The majority of the nearly 670 surveys were collected from Michigan stakeholders interested in wolf-hunting as a management response to wolf conflicts. However, a small percentage of the data was gathered from participants in 21 states.

While the study focused on gray wolves in Michigan, its results have implications for other states’ policies on wolves as well as other large carnivores such as brown bears, polar bears, mountain lions, and other predators, Gore adds.

Building trust

Noting that there’s sharp polarization in debates about wolf management is not new. Providing empirical evidence of its existence, however, could provide a framework for improving engagement between the fighting factions.

For example, communications may be better directed toward each identity group’s concerns of fear and care for wolves. These missives could be more effective than messages simply directed toward pro-hunters or anti-hunters.

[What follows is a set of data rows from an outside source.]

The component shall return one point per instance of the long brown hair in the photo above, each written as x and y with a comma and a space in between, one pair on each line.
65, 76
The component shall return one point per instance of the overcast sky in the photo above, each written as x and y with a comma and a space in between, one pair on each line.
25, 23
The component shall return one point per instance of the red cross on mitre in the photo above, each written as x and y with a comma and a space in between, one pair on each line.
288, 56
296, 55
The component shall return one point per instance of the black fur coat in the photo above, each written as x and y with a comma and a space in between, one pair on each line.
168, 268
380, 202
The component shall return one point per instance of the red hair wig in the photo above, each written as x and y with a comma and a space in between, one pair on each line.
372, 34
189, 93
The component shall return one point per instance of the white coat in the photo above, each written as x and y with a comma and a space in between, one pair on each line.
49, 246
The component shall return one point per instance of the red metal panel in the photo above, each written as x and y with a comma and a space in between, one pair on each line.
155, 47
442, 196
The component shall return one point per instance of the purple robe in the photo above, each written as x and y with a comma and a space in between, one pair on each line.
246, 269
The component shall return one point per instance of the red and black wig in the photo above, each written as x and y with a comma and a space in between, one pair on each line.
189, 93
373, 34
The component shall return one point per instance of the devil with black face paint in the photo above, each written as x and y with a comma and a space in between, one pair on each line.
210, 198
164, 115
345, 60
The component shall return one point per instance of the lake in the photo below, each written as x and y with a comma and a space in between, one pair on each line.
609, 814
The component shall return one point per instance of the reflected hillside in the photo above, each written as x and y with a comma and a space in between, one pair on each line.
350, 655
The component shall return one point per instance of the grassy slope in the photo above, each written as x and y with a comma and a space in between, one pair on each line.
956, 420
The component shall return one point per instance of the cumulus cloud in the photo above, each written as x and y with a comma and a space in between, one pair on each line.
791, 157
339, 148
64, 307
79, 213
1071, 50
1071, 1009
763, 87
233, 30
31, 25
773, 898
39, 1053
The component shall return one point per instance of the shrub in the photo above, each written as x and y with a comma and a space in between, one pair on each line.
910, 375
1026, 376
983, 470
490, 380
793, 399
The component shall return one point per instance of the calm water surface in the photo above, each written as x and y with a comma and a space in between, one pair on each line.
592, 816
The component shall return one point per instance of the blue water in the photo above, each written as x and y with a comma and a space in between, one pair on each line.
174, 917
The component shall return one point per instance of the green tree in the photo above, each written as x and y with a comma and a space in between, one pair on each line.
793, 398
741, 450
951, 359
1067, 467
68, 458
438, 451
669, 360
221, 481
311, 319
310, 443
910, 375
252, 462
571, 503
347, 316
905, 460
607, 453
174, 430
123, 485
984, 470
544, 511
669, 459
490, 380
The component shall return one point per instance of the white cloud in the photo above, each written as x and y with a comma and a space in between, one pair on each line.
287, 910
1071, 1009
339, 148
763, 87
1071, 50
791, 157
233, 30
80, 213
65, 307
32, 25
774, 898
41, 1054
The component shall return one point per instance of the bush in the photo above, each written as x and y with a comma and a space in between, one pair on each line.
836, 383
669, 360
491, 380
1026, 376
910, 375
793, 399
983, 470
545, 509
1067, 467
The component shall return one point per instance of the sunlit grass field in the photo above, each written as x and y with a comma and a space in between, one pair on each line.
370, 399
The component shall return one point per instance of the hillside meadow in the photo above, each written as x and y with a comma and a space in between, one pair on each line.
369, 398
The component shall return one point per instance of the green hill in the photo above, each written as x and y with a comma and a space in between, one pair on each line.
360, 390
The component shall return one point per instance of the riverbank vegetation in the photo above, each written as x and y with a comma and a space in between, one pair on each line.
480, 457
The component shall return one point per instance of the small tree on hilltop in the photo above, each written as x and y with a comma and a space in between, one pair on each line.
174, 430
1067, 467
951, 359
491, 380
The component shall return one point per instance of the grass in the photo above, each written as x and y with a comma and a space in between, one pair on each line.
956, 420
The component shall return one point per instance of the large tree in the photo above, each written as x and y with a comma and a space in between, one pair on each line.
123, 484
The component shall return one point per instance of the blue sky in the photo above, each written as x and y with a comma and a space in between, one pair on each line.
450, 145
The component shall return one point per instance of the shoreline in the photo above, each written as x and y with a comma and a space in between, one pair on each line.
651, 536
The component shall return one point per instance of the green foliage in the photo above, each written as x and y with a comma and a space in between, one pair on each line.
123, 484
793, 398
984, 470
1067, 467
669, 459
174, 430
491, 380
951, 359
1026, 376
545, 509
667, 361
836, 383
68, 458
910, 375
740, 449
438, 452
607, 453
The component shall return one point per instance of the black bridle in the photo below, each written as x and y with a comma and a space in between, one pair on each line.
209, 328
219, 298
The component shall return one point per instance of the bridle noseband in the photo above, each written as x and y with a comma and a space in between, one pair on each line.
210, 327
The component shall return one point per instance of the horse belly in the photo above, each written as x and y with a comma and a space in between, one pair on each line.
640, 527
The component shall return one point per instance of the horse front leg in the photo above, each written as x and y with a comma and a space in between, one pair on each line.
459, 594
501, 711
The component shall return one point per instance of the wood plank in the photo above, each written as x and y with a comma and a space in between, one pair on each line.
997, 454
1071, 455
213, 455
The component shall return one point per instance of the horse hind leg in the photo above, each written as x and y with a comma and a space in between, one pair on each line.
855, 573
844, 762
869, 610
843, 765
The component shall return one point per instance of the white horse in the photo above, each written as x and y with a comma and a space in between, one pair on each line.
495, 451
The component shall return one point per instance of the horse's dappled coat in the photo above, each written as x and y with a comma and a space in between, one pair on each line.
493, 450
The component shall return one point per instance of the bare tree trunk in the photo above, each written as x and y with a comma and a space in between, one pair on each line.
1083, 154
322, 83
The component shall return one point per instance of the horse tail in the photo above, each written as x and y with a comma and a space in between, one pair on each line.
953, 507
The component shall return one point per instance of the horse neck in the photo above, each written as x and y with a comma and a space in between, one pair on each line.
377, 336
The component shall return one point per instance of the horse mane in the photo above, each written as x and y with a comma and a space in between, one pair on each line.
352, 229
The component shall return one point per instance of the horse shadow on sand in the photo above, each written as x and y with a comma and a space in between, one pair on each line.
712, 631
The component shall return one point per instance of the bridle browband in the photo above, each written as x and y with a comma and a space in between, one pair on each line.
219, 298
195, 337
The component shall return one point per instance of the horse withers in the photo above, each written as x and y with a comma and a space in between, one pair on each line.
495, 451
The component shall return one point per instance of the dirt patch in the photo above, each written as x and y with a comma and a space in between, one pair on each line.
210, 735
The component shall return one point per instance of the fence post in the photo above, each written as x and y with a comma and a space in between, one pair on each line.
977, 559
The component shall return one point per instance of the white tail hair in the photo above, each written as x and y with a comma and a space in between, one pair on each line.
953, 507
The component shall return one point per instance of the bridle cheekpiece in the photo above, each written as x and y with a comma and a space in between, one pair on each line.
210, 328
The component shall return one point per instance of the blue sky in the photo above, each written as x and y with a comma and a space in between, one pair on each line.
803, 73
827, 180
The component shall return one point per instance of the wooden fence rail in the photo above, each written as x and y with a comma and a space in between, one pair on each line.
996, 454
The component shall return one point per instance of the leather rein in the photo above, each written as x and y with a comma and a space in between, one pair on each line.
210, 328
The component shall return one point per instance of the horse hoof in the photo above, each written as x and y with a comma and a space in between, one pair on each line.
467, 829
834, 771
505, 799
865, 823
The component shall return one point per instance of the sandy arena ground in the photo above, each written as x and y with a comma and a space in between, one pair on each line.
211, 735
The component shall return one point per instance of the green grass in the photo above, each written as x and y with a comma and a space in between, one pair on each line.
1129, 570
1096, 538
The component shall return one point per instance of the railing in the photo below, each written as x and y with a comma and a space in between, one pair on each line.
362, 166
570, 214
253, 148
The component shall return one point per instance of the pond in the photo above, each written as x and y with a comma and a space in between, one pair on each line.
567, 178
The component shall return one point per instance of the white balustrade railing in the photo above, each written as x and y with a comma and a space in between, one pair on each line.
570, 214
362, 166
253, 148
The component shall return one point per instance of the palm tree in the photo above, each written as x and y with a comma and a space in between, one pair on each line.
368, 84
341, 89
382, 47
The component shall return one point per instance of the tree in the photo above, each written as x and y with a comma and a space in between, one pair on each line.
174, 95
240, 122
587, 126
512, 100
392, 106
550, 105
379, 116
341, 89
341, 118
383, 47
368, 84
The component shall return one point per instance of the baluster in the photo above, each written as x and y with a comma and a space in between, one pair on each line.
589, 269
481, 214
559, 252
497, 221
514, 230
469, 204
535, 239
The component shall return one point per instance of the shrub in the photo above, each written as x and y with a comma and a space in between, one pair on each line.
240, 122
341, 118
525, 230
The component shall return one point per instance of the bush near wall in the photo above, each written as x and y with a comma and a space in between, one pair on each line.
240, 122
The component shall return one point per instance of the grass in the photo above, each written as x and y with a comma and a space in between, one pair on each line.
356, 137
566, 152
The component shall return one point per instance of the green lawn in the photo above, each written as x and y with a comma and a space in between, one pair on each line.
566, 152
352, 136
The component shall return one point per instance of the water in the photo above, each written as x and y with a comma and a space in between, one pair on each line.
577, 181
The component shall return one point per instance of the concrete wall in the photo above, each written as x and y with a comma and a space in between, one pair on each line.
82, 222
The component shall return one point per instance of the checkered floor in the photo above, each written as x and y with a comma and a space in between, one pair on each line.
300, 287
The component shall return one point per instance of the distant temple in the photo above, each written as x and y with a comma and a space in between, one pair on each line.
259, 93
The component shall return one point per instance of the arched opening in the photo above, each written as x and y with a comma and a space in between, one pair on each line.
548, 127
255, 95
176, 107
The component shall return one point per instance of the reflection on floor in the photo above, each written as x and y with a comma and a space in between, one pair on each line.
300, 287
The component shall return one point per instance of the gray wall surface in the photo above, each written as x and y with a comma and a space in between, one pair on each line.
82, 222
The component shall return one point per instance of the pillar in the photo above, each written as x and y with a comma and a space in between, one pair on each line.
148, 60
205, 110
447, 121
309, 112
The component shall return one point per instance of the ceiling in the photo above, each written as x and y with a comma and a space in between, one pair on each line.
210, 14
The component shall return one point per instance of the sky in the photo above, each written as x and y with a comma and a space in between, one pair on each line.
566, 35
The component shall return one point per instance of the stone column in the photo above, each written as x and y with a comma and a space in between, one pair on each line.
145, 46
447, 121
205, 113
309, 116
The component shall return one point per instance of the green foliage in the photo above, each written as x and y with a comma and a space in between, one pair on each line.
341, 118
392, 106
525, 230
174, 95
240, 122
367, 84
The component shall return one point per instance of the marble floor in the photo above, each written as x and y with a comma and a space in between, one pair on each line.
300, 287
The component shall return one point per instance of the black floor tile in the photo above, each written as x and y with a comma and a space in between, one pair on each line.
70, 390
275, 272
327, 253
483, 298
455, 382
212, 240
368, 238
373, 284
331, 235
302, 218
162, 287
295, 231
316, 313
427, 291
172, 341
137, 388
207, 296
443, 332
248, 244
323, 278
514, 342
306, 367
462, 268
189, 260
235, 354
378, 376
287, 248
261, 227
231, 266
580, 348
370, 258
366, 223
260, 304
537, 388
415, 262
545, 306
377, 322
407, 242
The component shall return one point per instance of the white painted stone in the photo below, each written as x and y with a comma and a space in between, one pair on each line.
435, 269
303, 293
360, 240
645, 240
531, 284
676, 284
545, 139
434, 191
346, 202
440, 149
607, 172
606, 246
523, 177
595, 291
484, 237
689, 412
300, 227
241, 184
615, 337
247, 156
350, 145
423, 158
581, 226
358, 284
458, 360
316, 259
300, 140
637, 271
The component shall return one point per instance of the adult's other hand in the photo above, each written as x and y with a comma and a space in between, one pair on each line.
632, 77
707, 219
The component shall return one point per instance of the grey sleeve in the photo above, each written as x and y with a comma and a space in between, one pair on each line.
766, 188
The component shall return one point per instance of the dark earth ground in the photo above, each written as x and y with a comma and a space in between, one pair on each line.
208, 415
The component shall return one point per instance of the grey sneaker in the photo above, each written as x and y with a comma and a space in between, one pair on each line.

Identity-specific communications may also help build trust between agencies and stakeholders.

“These types of communications may not only build trust, but they can also contribute to a sense of procedural justice,” Gore says. “This, in turn, may increase support for decision-makers and processes regardless of the outcome.”

Also, by shaping and discussing the issue in terms of care and fear, rather than traditional qualifiers, may help usher in a greater agreement about management strategies.

Additional researchers working on the PLOS ONE paper include Adam Bump of the Michigan Department of Natural Resources.